Burden on patient: High. As a phase 1/2 trial with dose escalation and PK characterization, patients should expect frequent clinic visits during early cycles with intensive pharmacokinetic blood sampling, serial safety labs, ECGs, and potential protocol-mandated tumor imaging at relatively short intervals. Mesothelioma cohorts may require modified RECIST assessments that can necessitate specialized imaging. Combination cohorts add infusion visits for nivolumab/ipilimumab and associated immune-related toxicity monitoring. While VT3989 is oral, the early-phase monitoring intensity, possible on-treatment biopsies at some sites, and travel to participating centers contribute to substantial time and logistical demands.
Inclusion Criteria:
* Part 1: Patients with pathologically diagnosed metastatic solid tumor or mesothelioma who have progressed on or after all approved therapies of known clinical benefit except if the patient refuses or is not a candidate for such therapy.
* Part 2 Expansion Cohorts 1 and 2: In mesothelioma cohorts, patients with pathologically diagnosed advanced malignant mesothelioma with or without NF2 mutations, who have progressed on or after all approved therapies of known clinical benefit except if the patient refuses or is not a candidate for such therapy.
* Part 2 Expansion Cohort 3: Only non-pleural mesothelioma patients with epithelioid histology, who have relapsed from or are refractory to prior platinum-based chemotherapy and immunotherapy.
* Part 2 Expansion Cohort 4: in the solid tumor cohort, patients with pathologically diagnosed metastatic or locally advanced solid tumor with clearly inactivating NF2 mutations/alterations or YAP/TAZ gene rearrangements, who have progressed on or after approved therapies of known clinical benefit except if the patient refuses or is not a candidate for such therapy.
* Part 2 Expansion Cohort 5: Patients with pathologically diagnosed advanced malignant pleural mesothelioma with epithelioid histology, who have progressed on or after licensed immunotherapy, chemotherapy or combined chemoimmunotherapy, except if the patient refuses or is not a candidate for such therapy.
* Part 3 Combination Cohort A: Patients with pathologically diagnosed, metastatic or unresectable malignant mesothelioma (including both pleural and non-pleural) who have not received systemic therapy.

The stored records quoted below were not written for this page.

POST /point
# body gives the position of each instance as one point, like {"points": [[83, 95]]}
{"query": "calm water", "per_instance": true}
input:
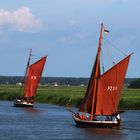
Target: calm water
{"points": [[45, 122]]}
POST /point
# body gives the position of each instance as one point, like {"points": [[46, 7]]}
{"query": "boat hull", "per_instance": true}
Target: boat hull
{"points": [[96, 124], [22, 104]]}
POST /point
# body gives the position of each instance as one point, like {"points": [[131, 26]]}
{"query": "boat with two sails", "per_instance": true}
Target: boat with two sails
{"points": [[99, 107], [31, 81]]}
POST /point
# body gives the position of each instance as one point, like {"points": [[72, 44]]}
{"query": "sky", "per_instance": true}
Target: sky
{"points": [[68, 31]]}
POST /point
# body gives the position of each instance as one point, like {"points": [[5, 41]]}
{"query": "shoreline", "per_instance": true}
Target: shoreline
{"points": [[69, 96]]}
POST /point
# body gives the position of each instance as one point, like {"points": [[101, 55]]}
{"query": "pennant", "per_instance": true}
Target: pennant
{"points": [[106, 31]]}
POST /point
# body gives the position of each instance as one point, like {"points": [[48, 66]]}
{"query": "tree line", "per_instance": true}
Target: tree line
{"points": [[129, 82]]}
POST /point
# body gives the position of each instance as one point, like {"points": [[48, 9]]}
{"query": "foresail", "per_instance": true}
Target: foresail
{"points": [[110, 85], [86, 104], [33, 77]]}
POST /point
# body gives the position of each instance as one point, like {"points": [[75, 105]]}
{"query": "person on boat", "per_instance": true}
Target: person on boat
{"points": [[78, 115], [31, 100], [118, 118], [107, 118]]}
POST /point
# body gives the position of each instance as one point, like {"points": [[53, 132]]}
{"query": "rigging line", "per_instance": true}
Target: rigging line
{"points": [[115, 47]]}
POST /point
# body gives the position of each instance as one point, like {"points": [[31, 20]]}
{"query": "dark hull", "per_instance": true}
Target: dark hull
{"points": [[96, 124], [22, 104]]}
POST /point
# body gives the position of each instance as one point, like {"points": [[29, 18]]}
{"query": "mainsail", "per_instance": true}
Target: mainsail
{"points": [[104, 91], [33, 76], [109, 88]]}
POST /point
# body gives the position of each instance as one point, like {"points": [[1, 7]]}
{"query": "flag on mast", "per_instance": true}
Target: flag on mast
{"points": [[106, 31]]}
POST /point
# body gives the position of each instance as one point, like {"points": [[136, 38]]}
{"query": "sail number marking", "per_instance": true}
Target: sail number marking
{"points": [[112, 88], [33, 77]]}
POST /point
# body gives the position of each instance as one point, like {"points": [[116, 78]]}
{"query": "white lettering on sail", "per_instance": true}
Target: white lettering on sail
{"points": [[33, 77], [112, 88]]}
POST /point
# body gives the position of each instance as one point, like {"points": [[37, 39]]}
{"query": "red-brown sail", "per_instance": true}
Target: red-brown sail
{"points": [[33, 77], [86, 105], [109, 88]]}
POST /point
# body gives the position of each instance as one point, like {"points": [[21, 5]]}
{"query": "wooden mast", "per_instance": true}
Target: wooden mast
{"points": [[96, 74], [25, 76]]}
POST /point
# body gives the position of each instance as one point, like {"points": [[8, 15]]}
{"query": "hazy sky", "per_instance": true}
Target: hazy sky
{"points": [[67, 31]]}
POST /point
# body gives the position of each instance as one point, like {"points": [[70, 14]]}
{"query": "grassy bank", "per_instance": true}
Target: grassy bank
{"points": [[69, 96]]}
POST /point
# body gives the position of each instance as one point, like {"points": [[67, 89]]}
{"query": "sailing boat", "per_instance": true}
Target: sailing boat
{"points": [[31, 81], [99, 107]]}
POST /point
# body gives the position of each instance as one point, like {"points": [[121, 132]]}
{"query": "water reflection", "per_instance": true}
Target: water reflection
{"points": [[32, 111]]}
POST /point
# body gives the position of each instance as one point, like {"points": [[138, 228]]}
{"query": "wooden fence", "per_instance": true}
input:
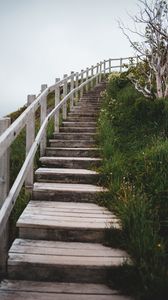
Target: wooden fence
{"points": [[72, 85]]}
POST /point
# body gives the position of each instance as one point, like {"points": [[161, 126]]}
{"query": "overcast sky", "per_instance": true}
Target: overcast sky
{"points": [[43, 39]]}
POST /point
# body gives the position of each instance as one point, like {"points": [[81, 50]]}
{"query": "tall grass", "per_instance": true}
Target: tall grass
{"points": [[134, 149]]}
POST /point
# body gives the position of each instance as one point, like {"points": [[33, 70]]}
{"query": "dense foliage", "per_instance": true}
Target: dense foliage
{"points": [[133, 139]]}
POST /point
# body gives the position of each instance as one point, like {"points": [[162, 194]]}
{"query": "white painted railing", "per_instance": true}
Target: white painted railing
{"points": [[78, 83]]}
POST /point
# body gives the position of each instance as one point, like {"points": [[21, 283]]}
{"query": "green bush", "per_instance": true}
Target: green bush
{"points": [[134, 150]]}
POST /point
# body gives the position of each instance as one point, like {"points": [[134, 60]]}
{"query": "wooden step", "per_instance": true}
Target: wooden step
{"points": [[70, 162], [86, 109], [82, 119], [72, 152], [34, 290], [79, 124], [77, 129], [76, 136], [67, 192], [61, 221], [83, 114], [61, 261], [72, 143], [66, 175]]}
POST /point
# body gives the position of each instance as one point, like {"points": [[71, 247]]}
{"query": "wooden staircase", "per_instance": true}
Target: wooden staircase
{"points": [[60, 252]]}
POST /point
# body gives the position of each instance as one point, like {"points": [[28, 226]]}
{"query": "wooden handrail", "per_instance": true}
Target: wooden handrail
{"points": [[77, 83]]}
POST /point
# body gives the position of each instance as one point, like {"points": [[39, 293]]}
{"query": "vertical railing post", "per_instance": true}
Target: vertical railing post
{"points": [[87, 76], [137, 59], [4, 189], [81, 91], [57, 99], [71, 88], [4, 165], [43, 115], [76, 85], [104, 67], [97, 72], [92, 73], [30, 136], [100, 76], [109, 65], [65, 87], [120, 65]]}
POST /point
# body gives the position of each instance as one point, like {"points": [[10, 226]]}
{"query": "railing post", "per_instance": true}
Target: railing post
{"points": [[65, 87], [43, 115], [97, 72], [4, 164], [92, 73], [120, 65], [76, 85], [109, 65], [71, 88], [4, 189], [100, 76], [30, 136], [81, 91], [87, 76], [57, 99], [104, 67], [137, 59]]}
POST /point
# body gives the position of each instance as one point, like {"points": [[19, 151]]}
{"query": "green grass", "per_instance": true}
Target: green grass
{"points": [[17, 157], [134, 150]]}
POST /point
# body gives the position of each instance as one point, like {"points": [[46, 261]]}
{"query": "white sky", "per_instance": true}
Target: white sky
{"points": [[43, 39]]}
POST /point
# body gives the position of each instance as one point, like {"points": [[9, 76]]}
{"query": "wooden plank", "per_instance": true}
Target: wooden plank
{"points": [[53, 244], [61, 211], [65, 171], [69, 213], [71, 205], [14, 295], [54, 260], [103, 253], [65, 224], [68, 187], [56, 287]]}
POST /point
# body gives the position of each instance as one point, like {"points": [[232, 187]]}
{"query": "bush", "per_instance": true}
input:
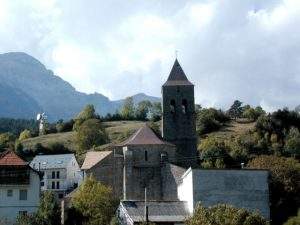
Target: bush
{"points": [[213, 153], [25, 135], [284, 184], [209, 120], [224, 215], [89, 134], [293, 220], [62, 126], [95, 202]]}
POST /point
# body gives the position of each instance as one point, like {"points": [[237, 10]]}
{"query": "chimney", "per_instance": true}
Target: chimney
{"points": [[242, 165], [163, 158], [146, 207]]}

* Part 3 Combination Cohort B: Patients with pathologically diagnosed incurable locally advanced (inoperable or recurrent), or metastatic NSCLC with exon 19 deletions or exon 21 L858R mutations, with or without prior treatment with Osimertinib.
* Part 1: Evaluable or measurable disease per RECIST v1.1 or mRECIST
* Part 2 and 3: Measurable disease per RECIST v1.1 for non-pleural mesothelioma or other solid tumors or modified RECIST v1.1 for malignant pleural mesothelioma. mRECIST may be used for pleural extension of non-pleural mesothelioma or for mixed pleural and peritoneal (or other) mesothelioma.
* ECOG: 0-1.
* Adequate organ functions, including the liver, kidneys, and hematopoietic system.
Exclusion Criteria:
* Active brain metastases or primary CNS (central nervous system) tumors.
* History of leptomeningeal metastases
* Active or chronic, uncontrolled bacterial, viral, or fungal infection(s) requiring systemic therapy
* Known HIV positive or active Hepatitis B or Hepatitis C
* Clinically significant cardiovascular disease
* Corrected QT (QTcF) interval \> 470 msec (using Fridericia's correction formula); except for Part 2 Expansion Cohort 3, the QTcF interval criteria is \> 450 msec).
* Additional active malignancy that may confound the assessment of the study endpoints
* Women who are pregnant or breastfeeding
* Prior treatment with TEAD inhibitor, except for EHE patients.